Corp. to endow chair for Richard



Former Provost Alison Richard may be going to Cambridge, but members of the Yale Corporation have ensured that she will remain in New Haven, at least in name.

Corporation members will endow a professorship in honor of Richard, who stepped down Jan. 1 to become vice-chancellor of the University of Cambridge. Richard served as provost for nearly nine years and was the Franklin Muzzy Crosby Professor of the Human Environment. Within a few months, a professor’s title will bear Richard’s name, Yale President Richard Levin said. Corporation members have not yet decided which department will receive the professorship.

Past and present members of the Corporation contributed $2.5 million to endow the professorship, Levin said.

Levin said professors usually endow their own chairs, but the Corporation decided that naming a professorship after Richard seemed like a fitting tribute for the former professor and provost.

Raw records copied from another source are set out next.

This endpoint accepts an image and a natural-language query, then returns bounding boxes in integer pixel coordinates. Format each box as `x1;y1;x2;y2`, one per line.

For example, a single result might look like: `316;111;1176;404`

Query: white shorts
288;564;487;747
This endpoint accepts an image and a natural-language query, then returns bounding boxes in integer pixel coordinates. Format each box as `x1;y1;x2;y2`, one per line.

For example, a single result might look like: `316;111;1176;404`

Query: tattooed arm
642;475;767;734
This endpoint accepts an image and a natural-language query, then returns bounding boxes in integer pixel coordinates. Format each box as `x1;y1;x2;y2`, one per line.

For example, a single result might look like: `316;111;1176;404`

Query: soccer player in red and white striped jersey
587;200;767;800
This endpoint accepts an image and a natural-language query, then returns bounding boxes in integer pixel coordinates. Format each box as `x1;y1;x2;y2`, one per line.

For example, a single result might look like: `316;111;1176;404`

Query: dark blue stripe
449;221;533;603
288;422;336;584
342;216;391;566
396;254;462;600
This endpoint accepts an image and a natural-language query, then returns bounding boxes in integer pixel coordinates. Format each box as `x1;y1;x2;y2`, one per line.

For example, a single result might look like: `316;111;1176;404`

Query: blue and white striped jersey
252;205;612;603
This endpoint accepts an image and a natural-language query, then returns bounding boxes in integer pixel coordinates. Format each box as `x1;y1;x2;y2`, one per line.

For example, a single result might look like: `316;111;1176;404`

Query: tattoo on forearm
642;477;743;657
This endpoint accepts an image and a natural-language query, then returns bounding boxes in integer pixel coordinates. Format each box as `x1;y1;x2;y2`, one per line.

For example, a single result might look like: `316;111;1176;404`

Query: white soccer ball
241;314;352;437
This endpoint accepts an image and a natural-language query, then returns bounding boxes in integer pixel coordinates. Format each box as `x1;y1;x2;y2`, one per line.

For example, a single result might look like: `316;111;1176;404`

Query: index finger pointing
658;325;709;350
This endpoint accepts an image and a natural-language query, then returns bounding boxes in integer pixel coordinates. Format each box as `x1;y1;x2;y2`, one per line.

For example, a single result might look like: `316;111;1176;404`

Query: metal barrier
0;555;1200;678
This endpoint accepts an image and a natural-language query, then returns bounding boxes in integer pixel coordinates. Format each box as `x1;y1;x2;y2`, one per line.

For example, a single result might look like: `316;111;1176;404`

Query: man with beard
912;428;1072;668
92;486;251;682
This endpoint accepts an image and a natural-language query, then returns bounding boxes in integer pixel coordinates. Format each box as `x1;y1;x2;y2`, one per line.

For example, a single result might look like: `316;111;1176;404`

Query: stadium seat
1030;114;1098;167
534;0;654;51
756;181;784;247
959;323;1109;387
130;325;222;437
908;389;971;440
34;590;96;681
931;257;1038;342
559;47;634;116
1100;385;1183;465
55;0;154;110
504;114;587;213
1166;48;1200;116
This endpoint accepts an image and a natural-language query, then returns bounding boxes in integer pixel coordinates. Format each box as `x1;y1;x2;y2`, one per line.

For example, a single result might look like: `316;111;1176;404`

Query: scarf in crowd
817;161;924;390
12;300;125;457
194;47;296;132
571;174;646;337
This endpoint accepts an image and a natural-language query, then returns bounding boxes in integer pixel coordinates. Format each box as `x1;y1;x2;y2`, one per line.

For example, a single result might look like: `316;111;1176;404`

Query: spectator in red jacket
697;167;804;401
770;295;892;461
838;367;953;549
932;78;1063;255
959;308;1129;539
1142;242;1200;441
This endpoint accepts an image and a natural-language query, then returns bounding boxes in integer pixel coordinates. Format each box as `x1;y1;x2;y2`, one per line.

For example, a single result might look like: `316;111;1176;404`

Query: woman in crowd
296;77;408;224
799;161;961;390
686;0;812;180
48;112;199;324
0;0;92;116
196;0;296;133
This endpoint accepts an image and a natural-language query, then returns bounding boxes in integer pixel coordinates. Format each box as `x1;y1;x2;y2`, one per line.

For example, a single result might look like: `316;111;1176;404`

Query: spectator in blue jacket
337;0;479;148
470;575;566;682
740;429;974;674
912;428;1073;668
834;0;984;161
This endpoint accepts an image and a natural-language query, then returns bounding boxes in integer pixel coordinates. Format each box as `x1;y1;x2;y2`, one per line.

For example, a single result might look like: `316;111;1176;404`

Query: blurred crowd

“Alison Richard was an extraordinary citizen of this University for 30 years and a distinguished provost for almost nine,” Levin said. “It seemed appropriate to acknowledge her contribution with a special recognition.”

Corporation Member Janet Yellen GRD ’71 said endowing a professorship is a meaningful and appropriate way to thank Richard.

“The Corporation and the University are really indebted to Alison Richard for the contributions she has made,” Yellen said. “She’s been a distinguished provost and the trustees wanted to find a way to recognize her extensive service and contributions to the University.”

Richard, who will assume the helm at Cambridge Oct. 1, is in Madagascar where she conducts research on lemurs. She was not available for comment.

History professor emeritus Gaddis Smith, a scholar of Yale history, said it is unusual to endow a professorship after a provost, though there are some chairs named after former presidents.

“Most of the time, the position of provost is the most thankless one in the university,” Smith said.

Smith said the provost is often thought of as one who often says “no” to programs and renovations because of budget constraints. But Richard, who has been noted for balancing Yale’s budget while supporting many programs, managed to gain widespread popularity, Smith said.

“It’s a well-deserved tribute,” he said.

Richard’s name is not the only thing that will remain at the University. Levin said a portrait of Richard will be commissioned to hang in the new provost’s office at 1 Hillhouse Ave.

Levin announced the endowed chair and portrait at a gala reception for Richard last month. Smith said faculty members received the news enthusiastically and would have given it a standing ovation had they not already been standing.